By Traci Scott, Portland Writer

In Federal Way, Washington, a 23-year-old woman who had left her baby on a church doorstep has been sentenced to 200 hours of community service and a deferred two-year term.  It’s legal in Washington to leave babies anonymously at fire stations and hospitals but not at churches.

In Medford, the mother of a newborn baby found dead inside a dumpster at hotel was recently indicted on charges of abuse of a corpse and concealing the birth of an infant.  In Oregon, it’s legal to abandon an infant in its first 30 days of life at hospitals, birthing centers, physicians’ offices, sheriffs’ offices and police stations.  Dumpsters are not a legal option.

And in Sacramento, California, a teenager left her baby with a stranger at a local bus station   Even though the police initially reported that the teenager tried to “do the right thing”, the law says she can be arrested and prosecuted for felony child endangerment because the only legally recognized infant safe haven sites in Sacramento are hospital emergency rooms and fire stations. Bus stops don’t qualify.
All 50 state legislatures have enacted legislation to address infant abandonment in response to a reported increase in the abandonment of infants. Beginning in Texas in 1999, “Baby Moses laws” or “infant safe haven” laws have been enacted as an option for mothers in crisis to safely surrender their babies to designated locations where the babies will be protected and provided with medical care until a permanent home can be found.

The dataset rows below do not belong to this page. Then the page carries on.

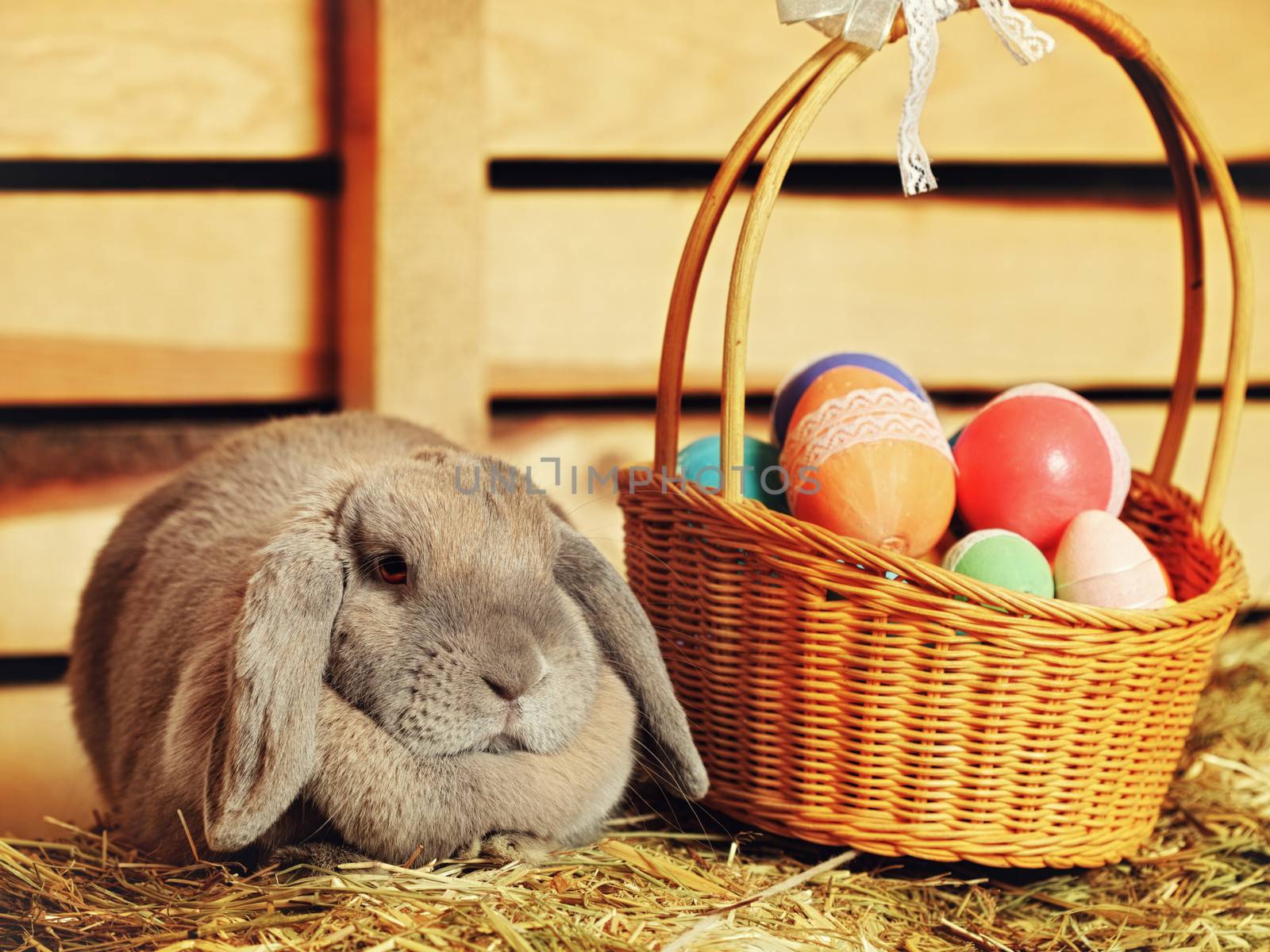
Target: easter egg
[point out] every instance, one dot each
(762, 479)
(1035, 457)
(870, 463)
(1003, 559)
(791, 390)
(1100, 562)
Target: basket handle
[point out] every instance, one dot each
(799, 102)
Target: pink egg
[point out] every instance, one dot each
(1100, 562)
(1037, 456)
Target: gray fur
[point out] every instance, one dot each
(239, 659)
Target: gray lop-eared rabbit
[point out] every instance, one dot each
(314, 641)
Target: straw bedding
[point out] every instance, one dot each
(1200, 884)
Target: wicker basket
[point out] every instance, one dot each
(837, 706)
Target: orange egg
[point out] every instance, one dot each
(867, 459)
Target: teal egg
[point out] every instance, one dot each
(1005, 559)
(764, 479)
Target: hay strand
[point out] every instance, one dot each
(1200, 884)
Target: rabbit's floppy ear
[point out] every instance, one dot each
(630, 644)
(264, 742)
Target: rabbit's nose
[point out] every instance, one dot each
(511, 682)
(506, 689)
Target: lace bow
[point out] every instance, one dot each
(868, 22)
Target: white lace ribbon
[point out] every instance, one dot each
(868, 22)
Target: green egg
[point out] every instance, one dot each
(762, 479)
(1005, 559)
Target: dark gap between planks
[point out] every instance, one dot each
(1127, 182)
(318, 175)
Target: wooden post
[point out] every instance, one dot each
(410, 213)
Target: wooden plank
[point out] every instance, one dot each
(154, 79)
(410, 213)
(48, 545)
(964, 294)
(672, 79)
(44, 770)
(169, 298)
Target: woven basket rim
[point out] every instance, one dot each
(941, 588)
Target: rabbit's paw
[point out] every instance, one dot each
(325, 856)
(510, 847)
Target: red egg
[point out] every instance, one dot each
(867, 459)
(1034, 459)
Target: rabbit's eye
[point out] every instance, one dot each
(391, 569)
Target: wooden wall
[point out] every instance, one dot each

According to the Responsibility Project, safe haven laws generally allow the parent to remain anonymous and to be shielded from prosecution for abandonment or neglect in exchange for surrendering the baby to a safe haven.  In most States with safe haven laws, either parent may surrender his or her baby to a safe haven.

Safe haven laws were enacted to ensure that surrendered infants are left with qualified persons who can provide for their immediate care and protection.  According to the Responsibility Project, approximately eight states require parents to surrender their infants to a hospital.  Other states designate additional safe haven providers, including emergency medical services, police stations, and fire stations.  Only four states (Arizona, New Hampshire, South Carolina, and Vermont) allow churches to act as safe havens.

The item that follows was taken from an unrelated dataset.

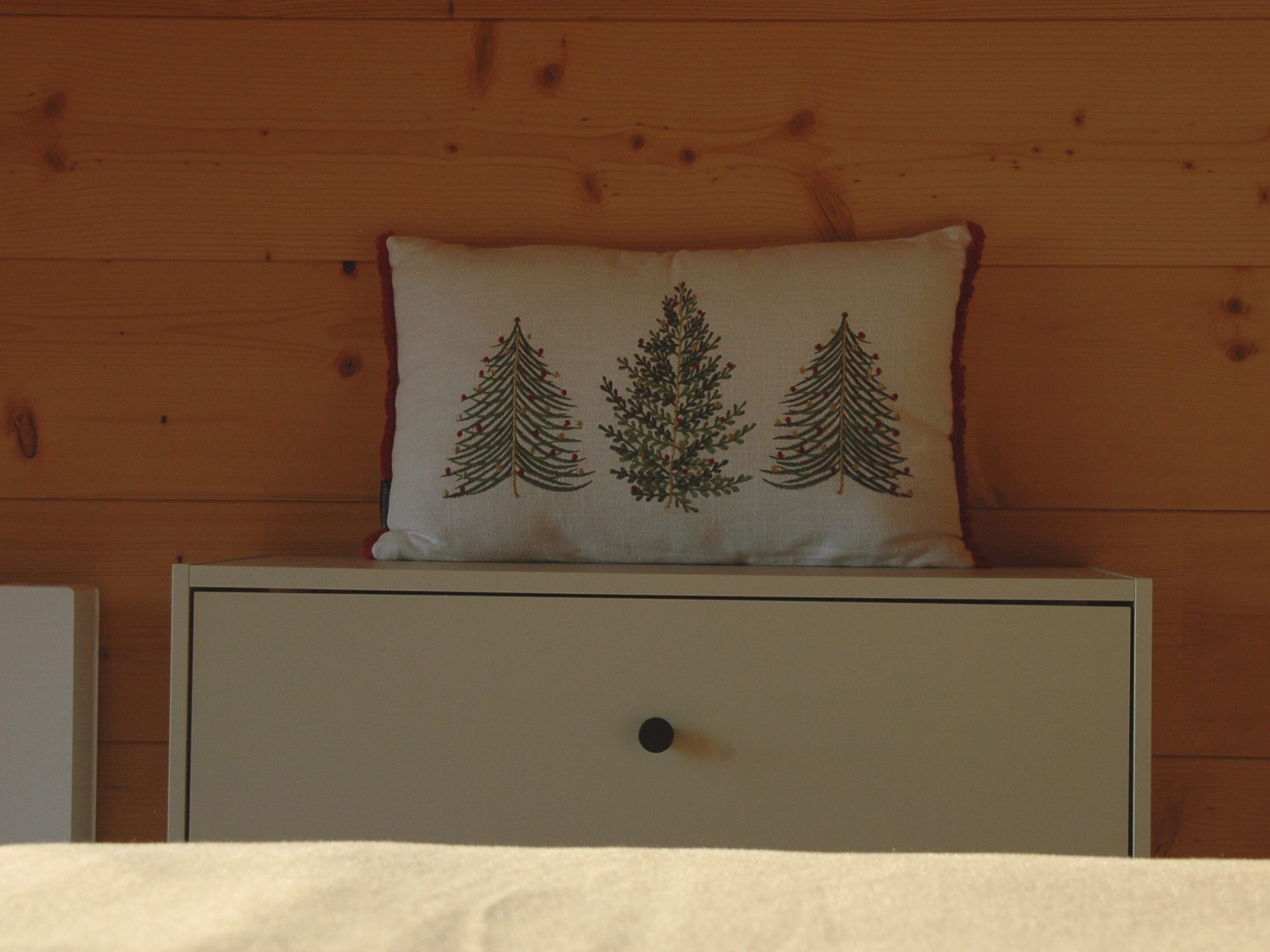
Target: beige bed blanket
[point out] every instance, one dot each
(370, 897)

Approximately 18 States have procedures in place for a parent to reclaim the infant, usually within a specified time period and before any petition to terminate parental rights has been granted.

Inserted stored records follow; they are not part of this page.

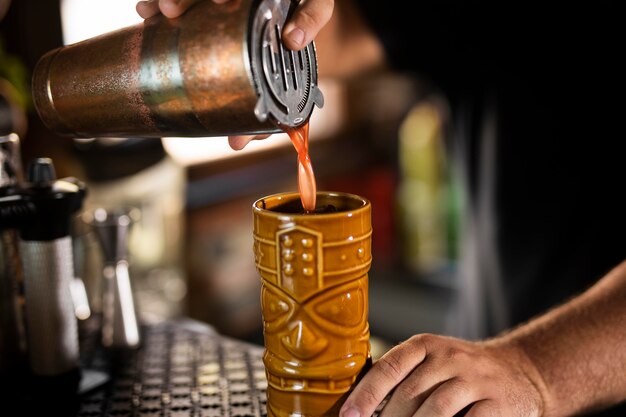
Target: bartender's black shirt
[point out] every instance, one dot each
(545, 85)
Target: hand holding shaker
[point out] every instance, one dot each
(314, 299)
(219, 69)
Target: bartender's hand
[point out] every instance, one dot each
(436, 376)
(301, 29)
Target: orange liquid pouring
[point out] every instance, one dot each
(306, 178)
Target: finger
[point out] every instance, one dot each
(448, 399)
(309, 18)
(410, 394)
(147, 8)
(174, 8)
(484, 408)
(386, 373)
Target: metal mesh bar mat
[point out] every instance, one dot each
(182, 369)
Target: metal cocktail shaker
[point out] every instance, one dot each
(219, 69)
(42, 210)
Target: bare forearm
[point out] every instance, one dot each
(579, 348)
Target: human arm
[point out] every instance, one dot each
(570, 360)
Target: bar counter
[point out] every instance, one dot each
(183, 368)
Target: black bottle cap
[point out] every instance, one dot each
(41, 172)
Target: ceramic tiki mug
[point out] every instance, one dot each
(314, 299)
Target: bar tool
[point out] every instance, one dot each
(219, 69)
(120, 328)
(42, 211)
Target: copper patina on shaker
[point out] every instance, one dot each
(219, 69)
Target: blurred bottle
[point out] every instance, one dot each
(138, 173)
(12, 332)
(425, 196)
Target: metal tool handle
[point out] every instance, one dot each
(52, 329)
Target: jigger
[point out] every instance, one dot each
(120, 327)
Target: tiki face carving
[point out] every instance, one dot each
(314, 300)
(315, 321)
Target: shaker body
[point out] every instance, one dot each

Religious Tolerance highlighted a report issued by the Evan B. Donaldson Adoption Institute for the National Conference of State Legislatures which called into question the effectiveness of safe haven laws.  The report concluded that the laws have caused a number of undesirable results and deficiencies, including the following:

•    “By providing a ‘no hassle’ route for ending parental responsibility, safe-haven laws encourage mothers to conceal their pregnancies, give birth unsafely, and leave their children anonymously, undermining established and effective child welfare and adoption policy.”
•    The laws legitimize the abandonment of babies as an acceptable practice.
•    Children who are abandoned generally have little hope of ever learning of their medical and genealogical history.
•    Most of the laws allow for only one parent to abandon a child, thus stripping all rights from the other parent.
•    Many states pass safe haven laws but do not provide adequate funding to advertise the provisions of the law to the public.

Tom Atwood, of the National Council for Adoption, disagrees.  He asserts in a Religious Tolerance interview that these laws are in fact saving lives and posed the question: “Just how many babies do these laws have to rescue from death in a dumpster in order to be worthwhile?”